ANDARILHO RISÍVEL
ANDARILHO RISÍVEL
Aquele era um riso nervoso. Cheio de esgares. Vazio de olhares. Ninguém o via. Nem o ouvia. Era por conta disso que ria.
De dia não tinha palavras porque sua voz, feito sombra, varria calçadas. Encostava muros. Escorria sarjetas.
Era certo que voava livre de vontades. Isento de nascimentos. Repleto de mortes.
Seu olhar vagava. Telha por telha em cima das casas. Aquelas casas que nada lhe diziam. Nunca tivera uma. Nem doce. Nem amarga. Apenas não tivera.
Andava porque a noite cheia de si o amedrontava. Então vinha de novo aquele riso. Pra apressar a madrugada. Sem se ocupar da lua. Quarto crescente. Quarto minguante. Cheia. Nova. Tanto fazia. Seu olhar azul marinho desaparecia num céu profundamente escuro.

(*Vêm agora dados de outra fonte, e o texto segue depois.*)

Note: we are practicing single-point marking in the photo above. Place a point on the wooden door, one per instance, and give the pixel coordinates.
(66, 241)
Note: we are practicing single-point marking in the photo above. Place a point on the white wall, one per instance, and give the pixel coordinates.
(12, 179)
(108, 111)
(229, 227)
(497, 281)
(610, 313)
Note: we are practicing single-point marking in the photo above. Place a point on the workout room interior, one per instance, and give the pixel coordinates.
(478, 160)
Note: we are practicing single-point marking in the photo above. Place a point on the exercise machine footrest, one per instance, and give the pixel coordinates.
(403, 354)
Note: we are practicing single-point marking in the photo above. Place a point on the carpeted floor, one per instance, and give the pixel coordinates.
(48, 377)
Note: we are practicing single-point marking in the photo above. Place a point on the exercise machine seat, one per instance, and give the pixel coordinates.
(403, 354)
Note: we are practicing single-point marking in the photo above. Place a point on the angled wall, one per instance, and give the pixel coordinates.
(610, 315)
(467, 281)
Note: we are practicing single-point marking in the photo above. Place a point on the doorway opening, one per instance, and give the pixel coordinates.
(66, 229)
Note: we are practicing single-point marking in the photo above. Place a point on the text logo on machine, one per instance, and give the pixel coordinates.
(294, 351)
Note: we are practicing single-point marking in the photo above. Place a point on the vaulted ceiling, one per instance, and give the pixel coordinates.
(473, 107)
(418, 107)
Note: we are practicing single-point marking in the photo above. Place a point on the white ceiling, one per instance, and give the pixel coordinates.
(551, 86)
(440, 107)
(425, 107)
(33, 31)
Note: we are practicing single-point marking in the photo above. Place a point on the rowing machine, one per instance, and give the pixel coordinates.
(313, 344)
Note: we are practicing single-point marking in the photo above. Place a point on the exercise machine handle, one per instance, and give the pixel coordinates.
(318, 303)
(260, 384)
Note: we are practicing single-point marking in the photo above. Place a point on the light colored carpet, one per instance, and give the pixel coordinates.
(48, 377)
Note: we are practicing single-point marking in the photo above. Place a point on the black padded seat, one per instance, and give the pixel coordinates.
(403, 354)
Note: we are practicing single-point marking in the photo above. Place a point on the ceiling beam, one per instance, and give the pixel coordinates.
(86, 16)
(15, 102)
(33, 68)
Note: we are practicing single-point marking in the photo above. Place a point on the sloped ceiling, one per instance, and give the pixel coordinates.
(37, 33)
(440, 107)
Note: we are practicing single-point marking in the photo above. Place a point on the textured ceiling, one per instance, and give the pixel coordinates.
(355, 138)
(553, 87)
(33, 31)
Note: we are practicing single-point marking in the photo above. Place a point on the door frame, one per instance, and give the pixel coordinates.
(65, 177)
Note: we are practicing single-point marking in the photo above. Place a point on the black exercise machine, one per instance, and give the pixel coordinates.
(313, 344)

Não havia presença que o fizesse pertencente. Andarilho risível. Sem lágrimas. De pálpebras secas e tristes. Caídas de dar dó.
Nos pés trazia uma fuga passante. Nas mãos, os punhos cerravam o sol. Cravavam unhas curvas nas esquinas do desencanto.
Eram cabelos desventados que lhe emolduravam o rosto hesitante.
Parecia que sua pele era feita de neblinas densas. Trapos tristes a cobriam. Ninguém o via. Mas eu o vi. E no silêncio daquele riso nervoso. Chorei.